BIOSKETCH: “I was born in Trivandrum, India, received my Bachelors in Mechanical Engineering from Kerala University (2011) and my Masters in Applied Mechanics from the Indian Institute of Technology, Delhi (2014). I spent one year as a research assistant at Karlsruhe Institute of Technology, Germany, to complete my master thesis: microstructure characterization and modeling of PTFE/GF composites incorporating recyclate under the scholarship of Deutscher Akademischer Austausch Dienst (DAAD). I worked as a Design Engineer for two years in QuEST Global India Pvt Ltd, Bangalore, in which I spent 6 months in Toshiba Fuchu, Tokyo. I selected honors include DAAD Scholarship and qualified GATE (99 percentile).
Currently, I am working as a Marie Skłodowska-Curie ESR (ITN-ETN) on “Dynamic damage in ductile materials accounting for micro-inertia and void shape effect”. This multidisciplinary research program is a great opportunity to pursue a scientific career in mechanical engineering (academic as well as industrial). This ITN program will be a ladder to my future career.”
- Early 2017 Manoj will follow 2 technical courses on different aspects of solid mechanics:
- Course on Characterization of Materials under Dynamic Loading. October 2016 – January 2017. 20 hours.
- Course on Modelling of Crystal Behavior and Textures. April – June 2017. 24 hours.
- French course: Manoj will follow the second semester of the academic year a French course specific delivered by the UL for foreign students and professors willing to learn or improve their knowledge of French.
“After the EMI conference in Metz and welcome party of PhD students in Metz & Nancy. I would like to thank my Supervisor and colleagues for helping me to know about the beauty of this city, places like Cathedral, the Moselle river near LEM3, Centre Pompidou-Metz, Temple Neuf on the Moselle river, etc. This small beautiful French town is situated near the river called Moselle and the signature of this town is the historical & architectural background. The Christmas at Metz (Noel de Metz) is one of the best in Europe and the Christmas markets are so attractive.”

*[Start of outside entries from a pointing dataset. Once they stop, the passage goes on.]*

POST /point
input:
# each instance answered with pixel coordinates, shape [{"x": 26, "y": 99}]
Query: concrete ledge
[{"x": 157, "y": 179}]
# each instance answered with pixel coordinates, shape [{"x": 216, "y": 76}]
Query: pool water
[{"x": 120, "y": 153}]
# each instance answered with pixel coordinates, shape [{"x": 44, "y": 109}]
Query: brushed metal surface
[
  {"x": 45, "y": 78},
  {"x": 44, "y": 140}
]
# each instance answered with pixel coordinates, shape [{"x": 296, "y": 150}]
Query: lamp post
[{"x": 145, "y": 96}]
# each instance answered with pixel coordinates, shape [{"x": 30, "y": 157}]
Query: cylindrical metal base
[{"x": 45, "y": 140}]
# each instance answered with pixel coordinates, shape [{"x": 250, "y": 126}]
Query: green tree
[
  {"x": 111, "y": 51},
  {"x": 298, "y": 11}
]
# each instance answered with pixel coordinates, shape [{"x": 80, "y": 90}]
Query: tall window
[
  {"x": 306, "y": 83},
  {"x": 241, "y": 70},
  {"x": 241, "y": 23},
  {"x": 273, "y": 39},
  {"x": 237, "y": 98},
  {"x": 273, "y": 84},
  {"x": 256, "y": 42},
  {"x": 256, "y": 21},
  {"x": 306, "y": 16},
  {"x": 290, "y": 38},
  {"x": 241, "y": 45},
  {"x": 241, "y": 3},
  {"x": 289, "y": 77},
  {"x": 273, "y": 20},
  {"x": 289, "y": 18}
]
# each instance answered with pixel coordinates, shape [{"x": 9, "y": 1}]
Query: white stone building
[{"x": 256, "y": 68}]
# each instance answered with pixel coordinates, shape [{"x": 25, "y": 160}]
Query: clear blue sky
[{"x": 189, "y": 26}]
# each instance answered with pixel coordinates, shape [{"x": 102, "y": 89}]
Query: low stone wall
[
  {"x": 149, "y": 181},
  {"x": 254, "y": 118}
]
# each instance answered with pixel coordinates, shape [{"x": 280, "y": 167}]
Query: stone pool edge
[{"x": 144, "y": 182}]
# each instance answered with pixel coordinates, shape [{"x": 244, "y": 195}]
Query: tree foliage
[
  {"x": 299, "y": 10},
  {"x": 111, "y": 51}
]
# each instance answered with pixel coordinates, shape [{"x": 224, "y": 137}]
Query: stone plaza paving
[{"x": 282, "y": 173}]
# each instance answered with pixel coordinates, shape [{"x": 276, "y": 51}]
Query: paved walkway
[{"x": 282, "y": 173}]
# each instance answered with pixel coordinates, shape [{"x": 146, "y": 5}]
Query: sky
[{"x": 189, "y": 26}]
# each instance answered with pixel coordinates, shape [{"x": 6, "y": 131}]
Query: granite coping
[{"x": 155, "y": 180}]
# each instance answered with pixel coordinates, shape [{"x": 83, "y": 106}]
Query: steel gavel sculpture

We have started the PhD on dynamic damage on October 20th. The goal of the PhD is to focus on materials containing cylindrical voids. So, a 2D approach is proposed. Based on the previous works in the team and works of the literature [1-3], the behavior of porous materials with cylindrical voids under dynamic conditions is assessed by a micro-mechanical approach. A RVE for the porous material is considere , which is defined as a cylindrical unit cell. Using an approximation velocity field and the principle of virtual work, a relationship is found between macroscopic stress and strain rate. The yield function developed by Gurson  has been adopted to integrate an appropriate model for the quasi-static behavior of porous material with cylindrical voids. For the dynamic contribution, a velocity field proposed by Gurson  for plane strain condition has been adopted. Mathematical developments have been carried out and a consistent set of equations has been used to the determination of the response of porous material with cylindrical voids under dynamic loading. The modeling is analytical; dichotomy method is used to solve the set of nonlinear equations (Fortran has been used). Illustrations are shown for hydrostatic tension, hydrostatic compression, triaxiality and for variations of different parameters (density, flow stress, initial porosity and initial void size) under plane strain condition. We are currently focusing on General plane strain and started working on the velocity field for the general plane strain condition to add dynamic condition. In addition, a comparison against results obtained from numerical simulations (using Abaqus) will be performed to validate the model. The model will be published in a peer review journal.
 Molinari, A., & Mercier, S. (2001). Micromechanical modelling of porous materials under dynamic
loading. J. Mech. Phys. Solids, 49, 1497–1516.
 Czarnota, C., Jacques, N., Mercier, S., & Molinari, A. (2008). Modelling of dynamic ductile fracture and application to the simulation of plate impact tests on tantalum. J. Mech. Phys. Solids, 56, 1624–1650.
 Gurson, A. L. (1977). Continuum theory of ductile rupture by void nucleation and growth : Part I – yield criteria and flow rules for porous ductile media. J. Eng. Mater. Technol., 99, 2–15.